Pubblicato il 10/03/2022 10:07

Veri e propri “ladri di facce”, alla ricerca continua di scatti che ci ritraggono in volto. Attraverso i profili social, gli annunci di lavoro, un qualsiasi articolo di giornale. E non parliamo, si badi bene, di singoli utenti, ma di vere e proprie società specializzate in questo tipo di operazioni, pur senza avere alcuna autorizzazione per portarle avanti. Un software apposito, basato sul riconoscimento facciale, rende la “caccia” più facile. Poi, gli scatti finiscono in un archivio sconfinato, pronte a essere utilizzate successivamente, alla prima occasione utile.

Sì perché dal volto di una persona e dal suo look si possono desumere tante cose. Lavoro, fede, orientamento politico e sessuale, squadra del cuore, mete preferite per un viaggio. Se lo scatto è accompagnato da una data, anche quella viene registrata. A svolgere questo tipo di ricerche è la startup Clearview AI, di origini newyorkesi, che poi rivende il materiale raccolto principalmente a società private. In alcuni casi sono anche le forze dell’ordine a rivolgersi all’azienda, acquistandone le informazioni. In Italia, però, il Garante per la Privacy si è schierato contro la società, multata per ben 20 milioni di euro.

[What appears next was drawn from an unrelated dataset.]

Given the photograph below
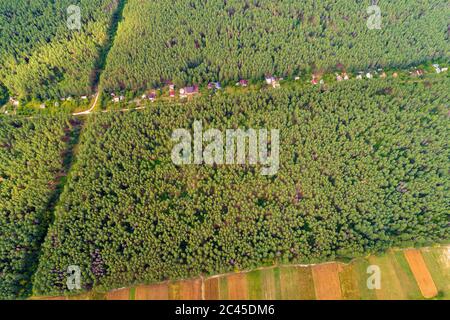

Come raccontato da Giuseppe Scarpa sulle pagine del Messaggero, Clearview AI non limita la sua attività alla ricerca di corrispondenze con i volti, ma svolge un’attività che può essere assimilata alla profilazione e alla sorveglianza in rete, molto discusse in Europa. L’istruttoria del Garante era stata avviata a seguito di alcune segnalazioni. Le successive indagini hanno dimostrato come l’azienda consentiva il tracciamento di cittadini italiani e persone collocate nel nostro Paese, diversamente da quanto dichiarato ufficialmente.

Secondo il Garante, “i dati personali detenuti dalla società, inclusi quelli biometrici e di geolocalizzazione, sono stati trattati illecitamente”. La società non avrebbe inoltre rispettato diversi principi basilari, come quello sulla trasparenza, ponendo così la propria attività “in violazione delle libertà degli interessati, tra cui la tutela alla riservatezza e il diritto a non essere discriminati”. Ulteriore elemento di delicatezza, il fatto che tra le foto raccolte ci siano anche quelle di minori.